That distinction ended up shaping the entire architecture.
Instead of optimizing for networking sophistication, the final system intentionally optimized for:
- Deterministic failover
- Operational simplicity
- Infrastructure-driven recovery
- Deep packet-forwarding visibility
- Cloud-agnostic portability
The result was a lightweight hybrid-cloud architecture built using WireGuard, Linux-native routing, AWS Route Table failover, Prometheus observability, and active-standby tunnel paths.
The Initial Assumption: One Tunnel Is Enough
The earliest implementation used a single WireGuard tunnel between AWS and the on-premises environment.
At small scale, this worked well — latency stayed low, operational overhead was minimal, and the architecture remained easy to reason about.
However, failover testing immediately exposed an operational weakness: the tunnel itself became a single recovery dependency.
Any degradation introduced:
- Backend API timeouts
- Intermittent request failures
- Delayed recovery
- Manual operational intervention
At this stage, the tunnel was technically functional, but operationally fragile.
Why Traditional Enterprise Networking Was Avoided
The obvious next step was evaluating managed VPN services, Transit Gateway, BGP-based routing, and active-active tunnel fabrics. On paper, these architectures looked attractive. Operationally, they introduced several concerns.
| Concern | Operational Impact |
|---|---|
| Managed VPN pricing | Difficult to justify at mid-scale |
| Dynamic route convergence | Harder to predict during failures |
| Vendor abstractions | Reduced debugging visibility |
| Active-active routing | Increased troubleshooting complexity |
| BGP failover behavior | Operationally non-deterministic |
One operational realization became increasingly clear: faster troubleshooting was consistently more valuable than maximizing tunnel utilization efficiency. At mid-scale, operational determinism mattered more than networking elegance.
Early Active-Active Experiments Created More Problems Than They Solved
The next iteration experimented with dual active tunnels. The idea initially seemed straightforward: two active paths, traffic balancing, higher availability, improved utilization.

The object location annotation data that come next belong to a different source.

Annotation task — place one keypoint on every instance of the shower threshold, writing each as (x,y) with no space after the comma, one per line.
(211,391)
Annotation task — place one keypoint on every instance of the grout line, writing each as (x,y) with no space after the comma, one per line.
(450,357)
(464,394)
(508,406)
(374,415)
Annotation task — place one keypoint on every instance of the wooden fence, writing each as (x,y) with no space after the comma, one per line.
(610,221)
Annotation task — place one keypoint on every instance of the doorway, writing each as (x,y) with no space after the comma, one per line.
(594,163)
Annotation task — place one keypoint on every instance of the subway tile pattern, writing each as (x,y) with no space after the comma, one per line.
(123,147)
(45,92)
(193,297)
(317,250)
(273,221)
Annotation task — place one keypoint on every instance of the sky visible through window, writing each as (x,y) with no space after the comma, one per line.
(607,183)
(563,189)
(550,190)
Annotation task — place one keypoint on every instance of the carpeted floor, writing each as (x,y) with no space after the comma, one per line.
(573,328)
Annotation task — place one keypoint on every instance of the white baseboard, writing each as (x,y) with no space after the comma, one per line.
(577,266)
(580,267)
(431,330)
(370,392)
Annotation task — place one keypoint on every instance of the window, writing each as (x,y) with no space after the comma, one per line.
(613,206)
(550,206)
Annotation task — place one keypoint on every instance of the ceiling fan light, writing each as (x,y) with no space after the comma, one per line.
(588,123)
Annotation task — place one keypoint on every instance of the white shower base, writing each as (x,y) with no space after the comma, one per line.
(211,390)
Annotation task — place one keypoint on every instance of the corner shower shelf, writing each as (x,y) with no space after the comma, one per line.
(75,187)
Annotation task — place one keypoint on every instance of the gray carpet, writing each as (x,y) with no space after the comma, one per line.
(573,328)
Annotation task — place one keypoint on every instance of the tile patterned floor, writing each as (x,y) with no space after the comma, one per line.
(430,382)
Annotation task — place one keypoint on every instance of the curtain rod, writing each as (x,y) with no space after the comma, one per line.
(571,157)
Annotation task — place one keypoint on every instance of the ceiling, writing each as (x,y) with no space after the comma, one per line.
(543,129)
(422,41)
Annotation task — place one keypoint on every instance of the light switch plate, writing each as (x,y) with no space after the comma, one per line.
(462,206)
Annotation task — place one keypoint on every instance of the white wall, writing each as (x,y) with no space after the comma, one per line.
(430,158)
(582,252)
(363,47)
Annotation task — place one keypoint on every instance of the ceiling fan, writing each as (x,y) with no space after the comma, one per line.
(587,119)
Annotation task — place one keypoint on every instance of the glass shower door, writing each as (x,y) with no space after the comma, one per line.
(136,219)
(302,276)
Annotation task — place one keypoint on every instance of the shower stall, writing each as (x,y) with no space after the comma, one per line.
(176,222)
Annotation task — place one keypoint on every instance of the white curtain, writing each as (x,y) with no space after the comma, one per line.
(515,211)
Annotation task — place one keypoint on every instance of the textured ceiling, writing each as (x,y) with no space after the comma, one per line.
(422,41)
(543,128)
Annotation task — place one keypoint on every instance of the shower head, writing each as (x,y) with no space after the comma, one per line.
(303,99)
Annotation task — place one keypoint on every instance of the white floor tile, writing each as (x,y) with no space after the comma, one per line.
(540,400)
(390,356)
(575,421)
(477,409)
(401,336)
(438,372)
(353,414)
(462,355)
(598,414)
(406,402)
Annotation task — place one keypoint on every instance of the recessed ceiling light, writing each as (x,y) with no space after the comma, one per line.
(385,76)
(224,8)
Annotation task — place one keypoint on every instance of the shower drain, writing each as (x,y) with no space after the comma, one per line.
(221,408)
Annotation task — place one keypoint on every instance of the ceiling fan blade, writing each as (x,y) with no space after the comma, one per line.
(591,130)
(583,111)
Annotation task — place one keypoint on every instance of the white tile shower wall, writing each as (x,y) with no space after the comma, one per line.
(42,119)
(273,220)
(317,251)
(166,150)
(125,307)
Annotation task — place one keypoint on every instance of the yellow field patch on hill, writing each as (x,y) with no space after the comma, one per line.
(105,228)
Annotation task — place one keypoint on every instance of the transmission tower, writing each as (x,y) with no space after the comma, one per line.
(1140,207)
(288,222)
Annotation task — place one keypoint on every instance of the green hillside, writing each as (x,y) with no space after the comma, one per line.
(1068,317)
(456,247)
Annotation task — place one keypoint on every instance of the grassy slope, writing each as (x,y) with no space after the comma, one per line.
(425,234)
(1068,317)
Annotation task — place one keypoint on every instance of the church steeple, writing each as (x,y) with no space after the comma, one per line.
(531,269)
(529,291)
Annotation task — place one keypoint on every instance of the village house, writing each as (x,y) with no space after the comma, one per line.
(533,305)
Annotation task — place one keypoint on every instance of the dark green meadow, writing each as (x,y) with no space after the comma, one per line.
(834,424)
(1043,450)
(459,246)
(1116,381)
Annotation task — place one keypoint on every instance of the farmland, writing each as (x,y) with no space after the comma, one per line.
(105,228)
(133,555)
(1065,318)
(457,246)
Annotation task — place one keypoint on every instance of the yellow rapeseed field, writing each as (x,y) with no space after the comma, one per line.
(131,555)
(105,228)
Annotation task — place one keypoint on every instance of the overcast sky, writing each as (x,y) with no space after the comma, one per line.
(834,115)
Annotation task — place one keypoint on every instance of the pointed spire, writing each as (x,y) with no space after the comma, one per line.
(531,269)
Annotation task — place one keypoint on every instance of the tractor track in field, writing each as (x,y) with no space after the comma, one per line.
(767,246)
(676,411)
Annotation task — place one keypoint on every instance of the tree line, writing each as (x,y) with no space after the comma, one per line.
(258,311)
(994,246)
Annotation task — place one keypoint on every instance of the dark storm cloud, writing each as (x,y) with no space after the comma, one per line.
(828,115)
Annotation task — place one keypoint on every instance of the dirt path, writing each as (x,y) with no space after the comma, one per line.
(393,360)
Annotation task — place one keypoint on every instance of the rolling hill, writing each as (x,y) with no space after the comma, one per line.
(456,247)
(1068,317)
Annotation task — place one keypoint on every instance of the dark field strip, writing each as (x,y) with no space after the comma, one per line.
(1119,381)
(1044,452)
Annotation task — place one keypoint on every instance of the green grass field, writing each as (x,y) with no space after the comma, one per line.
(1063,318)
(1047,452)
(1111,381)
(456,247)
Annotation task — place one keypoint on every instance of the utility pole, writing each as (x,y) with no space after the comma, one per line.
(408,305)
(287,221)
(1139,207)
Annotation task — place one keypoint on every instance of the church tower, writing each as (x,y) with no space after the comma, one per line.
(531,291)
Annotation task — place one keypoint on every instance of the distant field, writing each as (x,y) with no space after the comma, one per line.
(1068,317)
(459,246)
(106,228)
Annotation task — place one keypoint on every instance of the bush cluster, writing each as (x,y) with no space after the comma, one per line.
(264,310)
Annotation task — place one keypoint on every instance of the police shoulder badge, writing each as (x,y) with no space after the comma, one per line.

Operationally, this introduced several difficult behaviors. During partial degradation testing, we observed:
- Asymmetric return traffic
- Intermittent packet forwarding failures
- Route ambiguity inside Linux routing tables
- Inconsistent failover timing
- Hard-to-debug intermittent API failures
One particularly difficult issue appeared when outbound and return traffic took different paths during transient failures. From the application perspective, some requests succeeded while others silently timed out — even though tunnel interfaces still appeared healthy.
The architecture technically achieved redundancy. Operationally, it reduced predictability.
Eventually, the team realized: deterministic failover behavior was more operationally valuable than active-active utilization efficiency. That became the turning point in the architecture.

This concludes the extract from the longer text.